In the student's own words :
"As research students, we have the chance to acquire knowledge about instruments, techniques and research in general that is not taught in the classroom. In addition to the scientific knowledge we gain, we learn about our responsibilities as scientists and the importance of being able to work efficiently and comfortably in groups. So far, my summer research experience has ensured me that I am choosing the career path that is a great fit for me."
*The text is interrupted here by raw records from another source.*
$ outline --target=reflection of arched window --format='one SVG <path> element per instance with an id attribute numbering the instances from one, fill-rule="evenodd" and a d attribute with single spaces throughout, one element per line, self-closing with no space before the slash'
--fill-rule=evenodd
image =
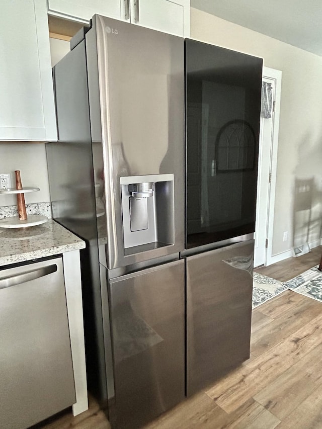
<path id="1" fill-rule="evenodd" d="M 216 171 L 254 169 L 256 141 L 254 130 L 246 121 L 235 119 L 225 124 L 218 131 L 216 139 Z"/>

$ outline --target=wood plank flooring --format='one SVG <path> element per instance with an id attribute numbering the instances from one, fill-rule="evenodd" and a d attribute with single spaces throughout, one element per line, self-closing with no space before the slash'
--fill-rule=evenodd
<path id="1" fill-rule="evenodd" d="M 322 246 L 256 271 L 286 281 L 319 263 Z M 322 303 L 286 291 L 253 311 L 250 359 L 144 429 L 321 429 Z M 90 398 L 88 411 L 68 411 L 37 425 L 106 429 Z"/>

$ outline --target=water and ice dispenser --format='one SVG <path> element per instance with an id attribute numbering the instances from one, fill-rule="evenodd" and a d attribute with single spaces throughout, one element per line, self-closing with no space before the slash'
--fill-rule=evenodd
<path id="1" fill-rule="evenodd" d="M 124 254 L 174 244 L 174 175 L 122 177 Z"/>

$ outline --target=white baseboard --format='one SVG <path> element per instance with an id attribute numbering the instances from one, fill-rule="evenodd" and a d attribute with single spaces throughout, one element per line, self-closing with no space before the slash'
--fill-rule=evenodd
<path id="1" fill-rule="evenodd" d="M 293 249 L 282 252 L 281 253 L 272 255 L 270 258 L 268 257 L 267 261 L 266 261 L 266 265 L 268 266 L 269 265 L 272 265 L 272 264 L 280 262 L 281 261 L 284 261 L 284 259 L 287 259 L 288 258 L 291 258 L 293 255 Z"/>
<path id="2" fill-rule="evenodd" d="M 317 247 L 318 246 L 322 245 L 322 238 L 314 240 L 314 241 L 311 241 L 308 243 L 310 249 L 312 249 L 314 247 Z M 285 259 L 287 259 L 288 258 L 294 256 L 294 251 L 293 249 L 290 249 L 289 250 L 286 250 L 285 252 L 282 252 L 278 254 L 272 255 L 270 258 L 268 257 L 266 262 L 266 266 L 272 265 L 272 264 L 276 264 L 277 262 L 280 262 L 281 261 L 284 261 Z"/>

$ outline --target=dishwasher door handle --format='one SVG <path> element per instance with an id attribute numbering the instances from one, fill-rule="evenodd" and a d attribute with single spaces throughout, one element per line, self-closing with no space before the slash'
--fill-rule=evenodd
<path id="1" fill-rule="evenodd" d="M 12 269 L 14 270 L 14 269 Z M 43 277 L 44 276 L 51 274 L 52 273 L 55 273 L 56 271 L 57 265 L 54 264 L 52 265 L 48 265 L 47 267 L 43 267 L 32 271 L 27 271 L 25 273 L 22 273 L 21 274 L 17 274 L 16 276 L 6 277 L 4 279 L 0 279 L 0 289 L 10 288 L 11 286 L 20 285 L 21 283 L 25 283 L 26 282 L 29 282 L 31 280 L 35 280 L 36 279 L 39 279 L 40 277 Z"/>

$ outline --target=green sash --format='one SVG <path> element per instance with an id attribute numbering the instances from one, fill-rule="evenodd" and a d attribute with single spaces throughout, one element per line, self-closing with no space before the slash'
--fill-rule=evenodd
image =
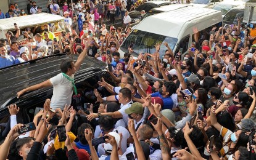
<path id="1" fill-rule="evenodd" d="M 64 73 L 62 73 L 62 74 L 64 77 L 65 77 L 67 79 L 68 79 L 68 81 L 70 81 L 72 82 L 73 87 L 74 88 L 75 94 L 77 95 L 77 90 L 76 90 L 76 87 L 75 85 L 74 79 L 73 78 L 70 78 L 68 75 L 67 75 Z"/>

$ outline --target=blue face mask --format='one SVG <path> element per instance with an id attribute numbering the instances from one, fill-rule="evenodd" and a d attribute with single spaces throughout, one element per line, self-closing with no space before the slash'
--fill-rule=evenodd
<path id="1" fill-rule="evenodd" d="M 229 95 L 231 94 L 231 90 L 225 87 L 224 89 L 224 94 L 225 94 L 226 95 Z"/>
<path id="2" fill-rule="evenodd" d="M 235 134 L 235 133 L 234 132 L 234 133 L 233 133 L 231 135 L 230 135 L 230 139 L 232 140 L 232 142 L 234 143 L 236 143 L 236 141 L 237 140 L 237 138 L 236 138 L 236 134 Z"/>
<path id="3" fill-rule="evenodd" d="M 252 76 L 256 76 L 256 71 L 252 70 L 250 71 L 250 74 L 252 74 Z"/>

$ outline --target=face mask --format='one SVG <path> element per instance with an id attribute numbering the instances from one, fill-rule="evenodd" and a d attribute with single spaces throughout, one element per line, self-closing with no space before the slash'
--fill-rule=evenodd
<path id="1" fill-rule="evenodd" d="M 115 52 L 115 47 L 111 47 L 111 51 Z"/>
<path id="2" fill-rule="evenodd" d="M 122 83 L 120 87 L 121 88 L 124 88 L 125 87 L 125 84 Z"/>
<path id="3" fill-rule="evenodd" d="M 236 102 L 234 100 L 233 100 L 233 102 L 234 105 L 235 105 L 240 104 L 240 102 Z"/>
<path id="4" fill-rule="evenodd" d="M 202 76 L 199 74 L 197 73 L 196 75 L 198 77 L 198 78 L 199 78 L 199 79 L 202 79 Z"/>
<path id="5" fill-rule="evenodd" d="M 232 142 L 233 142 L 234 143 L 236 143 L 236 141 L 237 141 L 237 138 L 236 138 L 236 134 L 235 134 L 235 133 L 234 133 L 234 133 L 233 133 L 233 134 L 231 134 L 231 135 L 230 136 L 230 139 L 232 140 Z"/>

Imazethapyr is an herbicide, of the imidazolinone group, that is used to control weeds in rice, soybean and peanut crops. Imazethapyr absorbs light above 290 nm and for this reason, photolysis is likely to be a primary pathway for its degradation in water. Experiments were conducted in the laboratory to determine the direct photolysis rate constants of imazethapyr. The first-order rate constant (k) for the degradation of imazethapyr in pH 7 phosphate buffer under 254 nm lamps was determined to be 0.5680 min-1, while the rate constant for its degradation in pH 2 phosphate buffer was 0.0512 min-1. Imazethapyr’s lowest pka value is 2.1, which when looking at these results, shows that imazethapyr’s degradation rate does vary with pH below its pka. The reaction quantum yield (Φ) of imazethapyr was found to be 0.057, using the PNAP/pyridine system as the actinometer. These results provide us with an idea of how imazethapyr acts in natural water environments.
More student thoughts:
"High Performance Liquid Chromatography (HPLC) is the primary instrument that I use in my summer research. Over the past weeks I have been able to draw on my previously learned knowledge of HPLC that I acquired in Quantitative Analysis this past fall. In this class I learned about mobile phases, stationary phases, retention time, and other RPLC parameters and how they can be adjusted to separate a specific compound. This knowledge has helped me work through various problems I have encountered when working with the RPLC and gives me a reference point to start from if I’m unsure of what step to take next."